Poème illustré par un tableau de :
Charles-Ferdinand Caramano
(1829-1909)
Il était une fois au pied du mont Ventoux
Un tout petit mazet où vint vivre une fée
Qui dit être bergèr(e) ; personne ne savait
D’où venait la donzelle ; on en ignorait tout
Et c’était bien ainsi : mieux vaut ne pas savoir
Que son voisin parfois est quelqu’un de bizarre !
On attribua donc à un fâcheux hasard
Le fait que nul jamais ne s’en vienne la voir !
Semblant être vraiment tombée du haut des nues,
Elle était fort gentille, agréable et jolie ;
L’on ne lui reprochait qu’une seule folie :
Ne pouvant supporter que ses bêtes soient nues,
La pastro entêtée ne les tondait jamais !
Ce qu’on ne savait pas, c’est que cette manie
N’était pas anodine ! En cas de tragédie,
Les moutons de la fée devaient être bouclés…

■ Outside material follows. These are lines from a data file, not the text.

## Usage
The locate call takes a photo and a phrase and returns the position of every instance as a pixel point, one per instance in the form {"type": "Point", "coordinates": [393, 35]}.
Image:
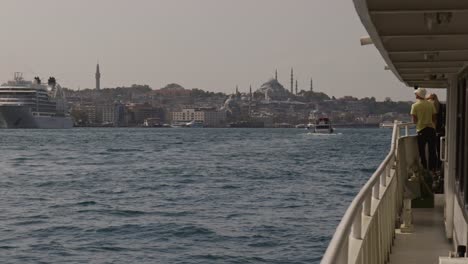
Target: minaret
{"type": "Point", "coordinates": [250, 102]}
{"type": "Point", "coordinates": [292, 80]}
{"type": "Point", "coordinates": [98, 78]}
{"type": "Point", "coordinates": [296, 86]}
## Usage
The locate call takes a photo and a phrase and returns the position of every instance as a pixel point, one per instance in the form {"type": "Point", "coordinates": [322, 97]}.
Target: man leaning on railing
{"type": "Point", "coordinates": [424, 116]}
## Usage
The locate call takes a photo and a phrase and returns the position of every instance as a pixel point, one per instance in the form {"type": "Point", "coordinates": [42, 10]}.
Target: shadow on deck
{"type": "Point", "coordinates": [428, 242]}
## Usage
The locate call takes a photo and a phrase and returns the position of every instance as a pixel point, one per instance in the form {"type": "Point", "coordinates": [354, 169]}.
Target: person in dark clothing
{"type": "Point", "coordinates": [439, 125]}
{"type": "Point", "coordinates": [424, 116]}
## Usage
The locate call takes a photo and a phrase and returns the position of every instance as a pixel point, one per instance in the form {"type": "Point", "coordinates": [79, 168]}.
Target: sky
{"type": "Point", "coordinates": [208, 44]}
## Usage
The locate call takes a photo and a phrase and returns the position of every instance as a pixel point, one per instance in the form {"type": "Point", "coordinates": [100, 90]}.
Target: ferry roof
{"type": "Point", "coordinates": [423, 42]}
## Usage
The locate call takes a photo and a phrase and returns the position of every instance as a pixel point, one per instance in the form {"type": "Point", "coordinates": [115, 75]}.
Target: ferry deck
{"type": "Point", "coordinates": [396, 217]}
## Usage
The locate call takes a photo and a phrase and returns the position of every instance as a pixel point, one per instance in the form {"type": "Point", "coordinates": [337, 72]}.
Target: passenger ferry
{"type": "Point", "coordinates": [26, 104]}
{"type": "Point", "coordinates": [424, 44]}
{"type": "Point", "coordinates": [195, 124]}
{"type": "Point", "coordinates": [321, 125]}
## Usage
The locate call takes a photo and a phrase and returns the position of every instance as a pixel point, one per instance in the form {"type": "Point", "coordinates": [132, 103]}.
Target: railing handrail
{"type": "Point", "coordinates": [344, 227]}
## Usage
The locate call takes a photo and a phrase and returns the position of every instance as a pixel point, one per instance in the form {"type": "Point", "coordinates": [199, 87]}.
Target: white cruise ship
{"type": "Point", "coordinates": [26, 104]}
{"type": "Point", "coordinates": [395, 217]}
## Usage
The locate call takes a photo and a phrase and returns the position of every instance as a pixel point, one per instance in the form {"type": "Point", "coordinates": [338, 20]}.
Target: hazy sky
{"type": "Point", "coordinates": [209, 44]}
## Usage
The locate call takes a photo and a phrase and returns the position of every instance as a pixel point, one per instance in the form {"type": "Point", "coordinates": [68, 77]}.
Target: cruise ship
{"type": "Point", "coordinates": [31, 104]}
{"type": "Point", "coordinates": [395, 217]}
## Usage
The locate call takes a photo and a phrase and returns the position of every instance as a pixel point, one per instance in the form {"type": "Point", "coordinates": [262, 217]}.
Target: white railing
{"type": "Point", "coordinates": [366, 232]}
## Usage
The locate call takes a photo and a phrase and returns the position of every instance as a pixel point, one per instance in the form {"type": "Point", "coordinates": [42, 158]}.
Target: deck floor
{"type": "Point", "coordinates": [428, 242]}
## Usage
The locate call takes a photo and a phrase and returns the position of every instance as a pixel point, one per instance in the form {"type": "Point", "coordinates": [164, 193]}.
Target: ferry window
{"type": "Point", "coordinates": [464, 164]}
{"type": "Point", "coordinates": [462, 137]}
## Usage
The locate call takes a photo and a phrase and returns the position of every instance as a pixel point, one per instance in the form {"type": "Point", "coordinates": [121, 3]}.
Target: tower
{"type": "Point", "coordinates": [296, 86]}
{"type": "Point", "coordinates": [98, 78]}
{"type": "Point", "coordinates": [292, 80]}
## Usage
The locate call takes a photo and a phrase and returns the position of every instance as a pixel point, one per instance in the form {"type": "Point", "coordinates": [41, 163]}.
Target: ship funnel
{"type": "Point", "coordinates": [37, 80]}
{"type": "Point", "coordinates": [52, 82]}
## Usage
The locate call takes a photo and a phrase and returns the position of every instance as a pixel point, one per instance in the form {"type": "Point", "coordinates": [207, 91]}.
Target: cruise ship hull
{"type": "Point", "coordinates": [21, 117]}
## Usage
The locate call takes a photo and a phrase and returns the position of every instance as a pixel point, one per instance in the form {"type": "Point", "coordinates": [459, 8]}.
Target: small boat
{"type": "Point", "coordinates": [321, 126]}
{"type": "Point", "coordinates": [195, 124]}
{"type": "Point", "coordinates": [388, 124]}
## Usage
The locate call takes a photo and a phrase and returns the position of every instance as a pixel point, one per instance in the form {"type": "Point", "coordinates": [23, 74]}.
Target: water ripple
{"type": "Point", "coordinates": [178, 195]}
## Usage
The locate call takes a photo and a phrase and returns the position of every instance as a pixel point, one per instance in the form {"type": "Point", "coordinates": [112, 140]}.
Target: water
{"type": "Point", "coordinates": [178, 195]}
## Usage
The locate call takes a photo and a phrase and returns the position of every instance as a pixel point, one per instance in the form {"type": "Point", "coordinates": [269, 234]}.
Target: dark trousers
{"type": "Point", "coordinates": [427, 136]}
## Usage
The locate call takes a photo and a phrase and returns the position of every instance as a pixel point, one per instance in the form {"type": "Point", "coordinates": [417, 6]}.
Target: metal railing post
{"type": "Point", "coordinates": [357, 224]}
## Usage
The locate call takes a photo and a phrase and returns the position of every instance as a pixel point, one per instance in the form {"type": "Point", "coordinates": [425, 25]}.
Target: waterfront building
{"type": "Point", "coordinates": [209, 116]}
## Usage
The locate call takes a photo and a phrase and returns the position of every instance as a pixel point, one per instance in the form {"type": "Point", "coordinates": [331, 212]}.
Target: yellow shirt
{"type": "Point", "coordinates": [423, 110]}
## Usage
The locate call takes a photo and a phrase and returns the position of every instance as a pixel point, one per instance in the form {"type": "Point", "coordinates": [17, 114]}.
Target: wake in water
{"type": "Point", "coordinates": [324, 134]}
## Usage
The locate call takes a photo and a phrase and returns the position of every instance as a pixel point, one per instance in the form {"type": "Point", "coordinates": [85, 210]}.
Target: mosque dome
{"type": "Point", "coordinates": [173, 86]}
{"type": "Point", "coordinates": [273, 90]}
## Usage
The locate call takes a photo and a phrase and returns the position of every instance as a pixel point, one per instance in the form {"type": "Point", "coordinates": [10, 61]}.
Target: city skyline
{"type": "Point", "coordinates": [208, 44]}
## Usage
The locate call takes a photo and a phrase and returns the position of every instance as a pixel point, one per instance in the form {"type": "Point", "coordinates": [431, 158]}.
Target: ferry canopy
{"type": "Point", "coordinates": [423, 42]}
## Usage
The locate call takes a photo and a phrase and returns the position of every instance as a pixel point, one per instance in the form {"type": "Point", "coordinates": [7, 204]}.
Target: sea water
{"type": "Point", "coordinates": [178, 195]}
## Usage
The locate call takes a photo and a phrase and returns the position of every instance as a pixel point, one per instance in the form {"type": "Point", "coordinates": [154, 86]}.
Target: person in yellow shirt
{"type": "Point", "coordinates": [424, 116]}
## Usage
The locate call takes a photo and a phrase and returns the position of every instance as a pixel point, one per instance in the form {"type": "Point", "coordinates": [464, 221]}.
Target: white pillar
{"type": "Point", "coordinates": [449, 165]}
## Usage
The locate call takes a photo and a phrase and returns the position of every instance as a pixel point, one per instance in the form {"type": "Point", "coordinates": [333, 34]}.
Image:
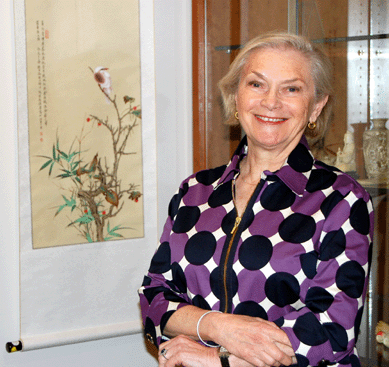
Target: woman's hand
{"type": "Point", "coordinates": [259, 342]}
{"type": "Point", "coordinates": [184, 351]}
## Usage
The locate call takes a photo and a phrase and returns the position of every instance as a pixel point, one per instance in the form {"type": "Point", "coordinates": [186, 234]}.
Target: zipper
{"type": "Point", "coordinates": [233, 233]}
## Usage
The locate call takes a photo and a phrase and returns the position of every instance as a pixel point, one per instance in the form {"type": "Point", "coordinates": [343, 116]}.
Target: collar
{"type": "Point", "coordinates": [294, 173]}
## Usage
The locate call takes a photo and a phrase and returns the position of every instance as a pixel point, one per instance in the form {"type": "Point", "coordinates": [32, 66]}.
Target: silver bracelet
{"type": "Point", "coordinates": [198, 326]}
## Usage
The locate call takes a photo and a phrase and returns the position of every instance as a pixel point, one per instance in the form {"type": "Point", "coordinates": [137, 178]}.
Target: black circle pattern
{"type": "Point", "coordinates": [255, 252]}
{"type": "Point", "coordinates": [187, 217]}
{"type": "Point", "coordinates": [200, 248]}
{"type": "Point", "coordinates": [282, 289]}
{"type": "Point", "coordinates": [297, 228]}
{"type": "Point", "coordinates": [318, 299]}
{"type": "Point", "coordinates": [350, 278]}
{"type": "Point", "coordinates": [160, 262]}
{"type": "Point", "coordinates": [277, 196]}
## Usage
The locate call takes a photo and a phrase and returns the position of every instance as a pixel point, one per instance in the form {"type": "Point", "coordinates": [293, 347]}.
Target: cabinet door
{"type": "Point", "coordinates": [219, 28]}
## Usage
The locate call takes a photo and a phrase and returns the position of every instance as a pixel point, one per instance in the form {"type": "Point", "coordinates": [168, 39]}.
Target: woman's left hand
{"type": "Point", "coordinates": [183, 351]}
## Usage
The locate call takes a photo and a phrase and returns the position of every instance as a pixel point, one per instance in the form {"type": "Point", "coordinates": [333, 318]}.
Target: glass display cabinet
{"type": "Point", "coordinates": [355, 35]}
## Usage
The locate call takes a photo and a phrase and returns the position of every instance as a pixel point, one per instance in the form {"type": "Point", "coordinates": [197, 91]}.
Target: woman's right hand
{"type": "Point", "coordinates": [259, 342]}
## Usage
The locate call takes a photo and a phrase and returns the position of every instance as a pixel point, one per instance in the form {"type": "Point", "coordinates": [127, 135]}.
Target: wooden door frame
{"type": "Point", "coordinates": [199, 85]}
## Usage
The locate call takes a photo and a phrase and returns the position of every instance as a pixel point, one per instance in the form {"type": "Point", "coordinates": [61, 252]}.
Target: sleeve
{"type": "Point", "coordinates": [325, 328]}
{"type": "Point", "coordinates": [163, 290]}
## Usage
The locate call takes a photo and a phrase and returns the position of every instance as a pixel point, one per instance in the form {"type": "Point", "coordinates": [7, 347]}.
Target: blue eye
{"type": "Point", "coordinates": [255, 84]}
{"type": "Point", "coordinates": [293, 89]}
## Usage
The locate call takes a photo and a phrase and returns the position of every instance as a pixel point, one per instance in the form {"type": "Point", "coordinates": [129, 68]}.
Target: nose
{"type": "Point", "coordinates": [271, 100]}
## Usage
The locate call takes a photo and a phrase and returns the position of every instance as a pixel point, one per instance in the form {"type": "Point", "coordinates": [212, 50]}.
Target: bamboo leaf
{"type": "Point", "coordinates": [46, 164]}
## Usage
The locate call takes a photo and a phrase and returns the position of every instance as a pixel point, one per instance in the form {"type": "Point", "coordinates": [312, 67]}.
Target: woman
{"type": "Point", "coordinates": [275, 243]}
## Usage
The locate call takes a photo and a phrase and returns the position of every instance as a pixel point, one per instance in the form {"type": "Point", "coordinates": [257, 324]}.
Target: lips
{"type": "Point", "coordinates": [270, 120]}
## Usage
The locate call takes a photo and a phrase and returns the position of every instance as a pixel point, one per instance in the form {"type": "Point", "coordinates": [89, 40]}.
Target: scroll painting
{"type": "Point", "coordinates": [84, 121]}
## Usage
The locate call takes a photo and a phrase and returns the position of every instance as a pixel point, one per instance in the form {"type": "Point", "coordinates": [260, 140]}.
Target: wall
{"type": "Point", "coordinates": [172, 22]}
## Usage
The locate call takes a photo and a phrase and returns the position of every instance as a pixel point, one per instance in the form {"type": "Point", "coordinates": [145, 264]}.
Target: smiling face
{"type": "Point", "coordinates": [275, 99]}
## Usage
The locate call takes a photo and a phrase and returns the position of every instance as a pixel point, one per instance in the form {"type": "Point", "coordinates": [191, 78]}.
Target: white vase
{"type": "Point", "coordinates": [375, 149]}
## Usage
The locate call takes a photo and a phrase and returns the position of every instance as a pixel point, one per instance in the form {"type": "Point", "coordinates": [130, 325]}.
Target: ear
{"type": "Point", "coordinates": [317, 108]}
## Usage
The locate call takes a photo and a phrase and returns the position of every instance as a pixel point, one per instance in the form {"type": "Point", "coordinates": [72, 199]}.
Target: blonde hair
{"type": "Point", "coordinates": [320, 67]}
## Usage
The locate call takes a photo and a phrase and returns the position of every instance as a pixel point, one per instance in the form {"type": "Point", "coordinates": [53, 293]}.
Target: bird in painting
{"type": "Point", "coordinates": [103, 78]}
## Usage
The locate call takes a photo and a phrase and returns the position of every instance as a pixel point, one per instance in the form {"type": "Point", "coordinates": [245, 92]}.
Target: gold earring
{"type": "Point", "coordinates": [312, 125]}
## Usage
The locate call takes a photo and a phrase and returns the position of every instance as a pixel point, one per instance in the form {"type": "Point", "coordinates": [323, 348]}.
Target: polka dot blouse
{"type": "Point", "coordinates": [298, 257]}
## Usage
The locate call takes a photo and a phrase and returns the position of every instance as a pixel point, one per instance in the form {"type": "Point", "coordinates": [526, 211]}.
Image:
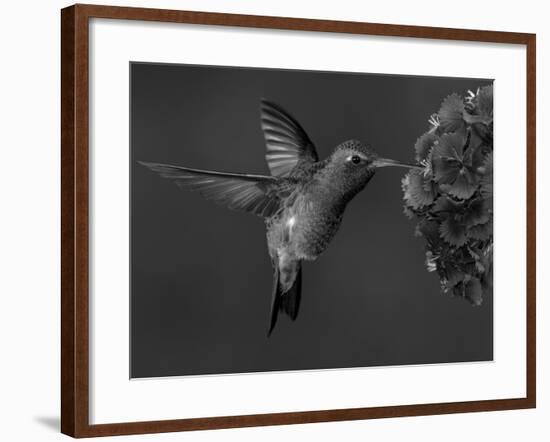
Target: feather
{"type": "Point", "coordinates": [255, 194]}
{"type": "Point", "coordinates": [287, 143]}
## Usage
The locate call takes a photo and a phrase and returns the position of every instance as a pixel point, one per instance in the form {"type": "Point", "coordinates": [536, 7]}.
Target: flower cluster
{"type": "Point", "coordinates": [452, 197]}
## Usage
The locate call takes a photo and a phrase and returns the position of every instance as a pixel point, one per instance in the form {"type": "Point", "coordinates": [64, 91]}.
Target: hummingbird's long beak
{"type": "Point", "coordinates": [385, 162]}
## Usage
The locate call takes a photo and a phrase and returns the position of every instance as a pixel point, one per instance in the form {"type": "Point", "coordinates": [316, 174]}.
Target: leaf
{"type": "Point", "coordinates": [485, 103]}
{"type": "Point", "coordinates": [447, 158]}
{"type": "Point", "coordinates": [464, 185]}
{"type": "Point", "coordinates": [453, 231]}
{"type": "Point", "coordinates": [451, 113]}
{"type": "Point", "coordinates": [450, 146]}
{"type": "Point", "coordinates": [477, 213]}
{"type": "Point", "coordinates": [424, 145]}
{"type": "Point", "coordinates": [482, 232]}
{"type": "Point", "coordinates": [430, 230]}
{"type": "Point", "coordinates": [447, 205]}
{"type": "Point", "coordinates": [473, 291]}
{"type": "Point", "coordinates": [453, 275]}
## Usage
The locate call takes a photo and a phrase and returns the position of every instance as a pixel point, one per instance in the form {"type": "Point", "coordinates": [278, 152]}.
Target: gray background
{"type": "Point", "coordinates": [200, 274]}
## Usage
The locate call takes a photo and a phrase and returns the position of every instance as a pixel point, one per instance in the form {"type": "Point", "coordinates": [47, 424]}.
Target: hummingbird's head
{"type": "Point", "coordinates": [354, 163]}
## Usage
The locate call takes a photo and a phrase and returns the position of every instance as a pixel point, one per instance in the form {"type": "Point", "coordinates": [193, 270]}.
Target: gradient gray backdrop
{"type": "Point", "coordinates": [200, 274]}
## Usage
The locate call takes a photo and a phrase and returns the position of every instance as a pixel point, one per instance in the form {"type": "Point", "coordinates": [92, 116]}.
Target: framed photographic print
{"type": "Point", "coordinates": [276, 220]}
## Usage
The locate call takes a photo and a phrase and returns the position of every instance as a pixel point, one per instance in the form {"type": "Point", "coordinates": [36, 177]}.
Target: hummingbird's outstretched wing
{"type": "Point", "coordinates": [287, 143]}
{"type": "Point", "coordinates": [255, 194]}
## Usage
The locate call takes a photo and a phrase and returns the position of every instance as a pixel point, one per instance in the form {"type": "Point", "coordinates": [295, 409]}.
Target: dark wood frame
{"type": "Point", "coordinates": [74, 220]}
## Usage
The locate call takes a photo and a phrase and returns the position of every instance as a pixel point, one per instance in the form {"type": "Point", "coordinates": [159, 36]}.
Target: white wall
{"type": "Point", "coordinates": [29, 218]}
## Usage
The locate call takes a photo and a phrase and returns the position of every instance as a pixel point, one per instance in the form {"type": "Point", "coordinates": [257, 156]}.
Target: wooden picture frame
{"type": "Point", "coordinates": [75, 218]}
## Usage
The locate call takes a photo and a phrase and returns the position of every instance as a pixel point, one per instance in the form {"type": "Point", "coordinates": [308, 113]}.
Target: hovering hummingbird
{"type": "Point", "coordinates": [302, 202]}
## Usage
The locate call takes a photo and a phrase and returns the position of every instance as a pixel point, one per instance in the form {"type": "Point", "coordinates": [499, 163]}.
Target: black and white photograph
{"type": "Point", "coordinates": [288, 220]}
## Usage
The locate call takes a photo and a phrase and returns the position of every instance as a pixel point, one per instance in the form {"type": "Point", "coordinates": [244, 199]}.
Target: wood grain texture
{"type": "Point", "coordinates": [74, 220]}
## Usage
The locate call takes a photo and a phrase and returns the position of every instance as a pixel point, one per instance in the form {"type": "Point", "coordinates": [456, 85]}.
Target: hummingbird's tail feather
{"type": "Point", "coordinates": [287, 301]}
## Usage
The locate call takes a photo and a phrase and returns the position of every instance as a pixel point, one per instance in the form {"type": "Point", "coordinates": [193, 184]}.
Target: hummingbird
{"type": "Point", "coordinates": [302, 202]}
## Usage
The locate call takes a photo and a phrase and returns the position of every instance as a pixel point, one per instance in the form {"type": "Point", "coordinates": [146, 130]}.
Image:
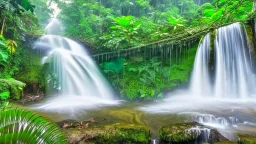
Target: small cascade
{"type": "Point", "coordinates": [79, 81]}
{"type": "Point", "coordinates": [200, 81]}
{"type": "Point", "coordinates": [234, 76]}
{"type": "Point", "coordinates": [218, 122]}
{"type": "Point", "coordinates": [202, 132]}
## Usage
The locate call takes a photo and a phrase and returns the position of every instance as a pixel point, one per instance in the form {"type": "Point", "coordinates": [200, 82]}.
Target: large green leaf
{"type": "Point", "coordinates": [21, 126]}
{"type": "Point", "coordinates": [3, 53]}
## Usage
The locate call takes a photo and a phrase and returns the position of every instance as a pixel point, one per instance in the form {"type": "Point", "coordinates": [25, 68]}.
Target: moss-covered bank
{"type": "Point", "coordinates": [111, 134]}
{"type": "Point", "coordinates": [246, 139]}
{"type": "Point", "coordinates": [186, 133]}
{"type": "Point", "coordinates": [137, 78]}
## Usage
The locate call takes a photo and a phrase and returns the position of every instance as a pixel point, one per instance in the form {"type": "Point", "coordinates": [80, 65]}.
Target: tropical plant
{"type": "Point", "coordinates": [11, 45]}
{"type": "Point", "coordinates": [124, 32]}
{"type": "Point", "coordinates": [22, 126]}
{"type": "Point", "coordinates": [3, 53]}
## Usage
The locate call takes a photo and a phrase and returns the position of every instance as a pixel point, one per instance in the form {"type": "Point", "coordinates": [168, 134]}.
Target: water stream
{"type": "Point", "coordinates": [225, 102]}
{"type": "Point", "coordinates": [79, 81]}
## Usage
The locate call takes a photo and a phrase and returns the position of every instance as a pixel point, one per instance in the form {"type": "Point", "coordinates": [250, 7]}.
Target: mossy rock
{"type": "Point", "coordinates": [14, 87]}
{"type": "Point", "coordinates": [177, 133]}
{"type": "Point", "coordinates": [226, 142]}
{"type": "Point", "coordinates": [246, 139]}
{"type": "Point", "coordinates": [111, 134]}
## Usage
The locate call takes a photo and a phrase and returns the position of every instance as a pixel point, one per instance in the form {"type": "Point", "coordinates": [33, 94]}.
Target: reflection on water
{"type": "Point", "coordinates": [228, 118]}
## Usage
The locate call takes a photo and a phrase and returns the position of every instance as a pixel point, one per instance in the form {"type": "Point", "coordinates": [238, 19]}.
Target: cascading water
{"type": "Point", "coordinates": [200, 74]}
{"type": "Point", "coordinates": [79, 80]}
{"type": "Point", "coordinates": [234, 76]}
{"type": "Point", "coordinates": [229, 89]}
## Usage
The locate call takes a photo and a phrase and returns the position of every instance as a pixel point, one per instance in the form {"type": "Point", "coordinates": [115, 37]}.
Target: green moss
{"type": "Point", "coordinates": [246, 139]}
{"type": "Point", "coordinates": [146, 80]}
{"type": "Point", "coordinates": [14, 87]}
{"type": "Point", "coordinates": [123, 134]}
{"type": "Point", "coordinates": [249, 32]}
{"type": "Point", "coordinates": [177, 133]}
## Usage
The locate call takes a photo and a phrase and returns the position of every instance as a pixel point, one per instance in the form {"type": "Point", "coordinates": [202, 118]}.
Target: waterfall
{"type": "Point", "coordinates": [200, 82]}
{"type": "Point", "coordinates": [79, 81]}
{"type": "Point", "coordinates": [234, 75]}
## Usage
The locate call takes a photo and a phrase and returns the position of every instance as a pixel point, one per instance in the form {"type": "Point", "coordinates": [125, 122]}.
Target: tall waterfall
{"type": "Point", "coordinates": [233, 76]}
{"type": "Point", "coordinates": [79, 80]}
{"type": "Point", "coordinates": [200, 82]}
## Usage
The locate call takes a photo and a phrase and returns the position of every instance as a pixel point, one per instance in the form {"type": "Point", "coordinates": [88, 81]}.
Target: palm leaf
{"type": "Point", "coordinates": [22, 126]}
{"type": "Point", "coordinates": [3, 53]}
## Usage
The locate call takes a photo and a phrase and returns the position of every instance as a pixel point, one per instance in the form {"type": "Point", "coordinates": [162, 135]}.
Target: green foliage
{"type": "Point", "coordinates": [124, 33]}
{"type": "Point", "coordinates": [147, 79]}
{"type": "Point", "coordinates": [4, 96]}
{"type": "Point", "coordinates": [13, 87]}
{"type": "Point", "coordinates": [17, 5]}
{"type": "Point", "coordinates": [3, 53]}
{"type": "Point", "coordinates": [18, 125]}
{"type": "Point", "coordinates": [114, 25]}
{"type": "Point", "coordinates": [114, 66]}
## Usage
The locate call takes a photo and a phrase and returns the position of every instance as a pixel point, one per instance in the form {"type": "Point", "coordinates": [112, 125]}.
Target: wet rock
{"type": "Point", "coordinates": [31, 98]}
{"type": "Point", "coordinates": [111, 134]}
{"type": "Point", "coordinates": [246, 139]}
{"type": "Point", "coordinates": [189, 133]}
{"type": "Point", "coordinates": [226, 142]}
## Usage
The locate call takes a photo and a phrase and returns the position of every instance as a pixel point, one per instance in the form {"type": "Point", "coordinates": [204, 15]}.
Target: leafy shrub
{"type": "Point", "coordinates": [22, 126]}
{"type": "Point", "coordinates": [12, 86]}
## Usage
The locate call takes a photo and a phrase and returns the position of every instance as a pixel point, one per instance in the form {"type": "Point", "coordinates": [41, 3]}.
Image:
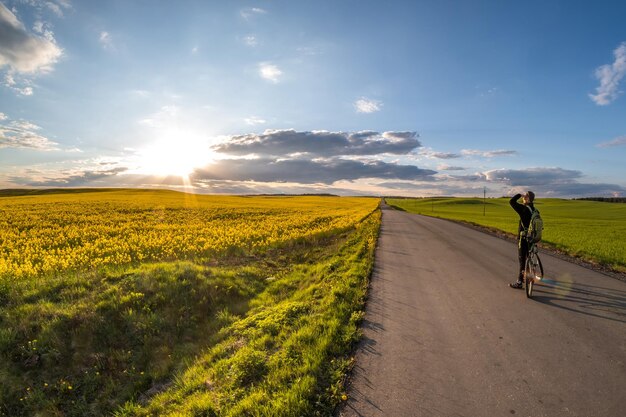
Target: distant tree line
{"type": "Point", "coordinates": [604, 199]}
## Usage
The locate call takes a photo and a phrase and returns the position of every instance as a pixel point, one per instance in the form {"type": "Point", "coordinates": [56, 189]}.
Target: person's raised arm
{"type": "Point", "coordinates": [519, 208]}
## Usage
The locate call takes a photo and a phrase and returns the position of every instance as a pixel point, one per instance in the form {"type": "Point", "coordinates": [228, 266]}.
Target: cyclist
{"type": "Point", "coordinates": [525, 212]}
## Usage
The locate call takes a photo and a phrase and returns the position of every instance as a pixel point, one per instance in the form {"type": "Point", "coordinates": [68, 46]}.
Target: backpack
{"type": "Point", "coordinates": [535, 228]}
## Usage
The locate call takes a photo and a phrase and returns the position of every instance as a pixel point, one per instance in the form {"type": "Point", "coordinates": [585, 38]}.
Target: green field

Puis s’en vint un été torride et désastreux,
Tel que même les vieux n’en avaient jamais vu !
Un brasier gigantesque dévorant les nues
S’abattit sur la lande et y bouta le feu.
Tous pensaient donc mourir sous ce soleil abscons
Qui grillait, desséchait la nature et les hommes
Quand la fée réagit ; et elle était si bonne
Qu’elle n’hésita plus à dévoiler ses dons.
Elle changea alors ses moutons en nuages
D’un seul coup de baguette, pour y puiser la pluie :
Marmonnant quelques mots comme une litanie,
Elle les fit monter au-dessus du village
Où ils se déversèrent soudain en orage :
Des nuages-moutons tout à coup liquéfiés !
On acclama la fée. Mais elle se méfiait…
Et nul ne la revit plus jamais au village
Où jadis ses consoeurs n’avaient pas fait long feu.
On la pleura beaucoup ; on fut même vexé
Du manque de confiance et d’amour de la fée.
Et puis son souvenir s’effaça peu à peu.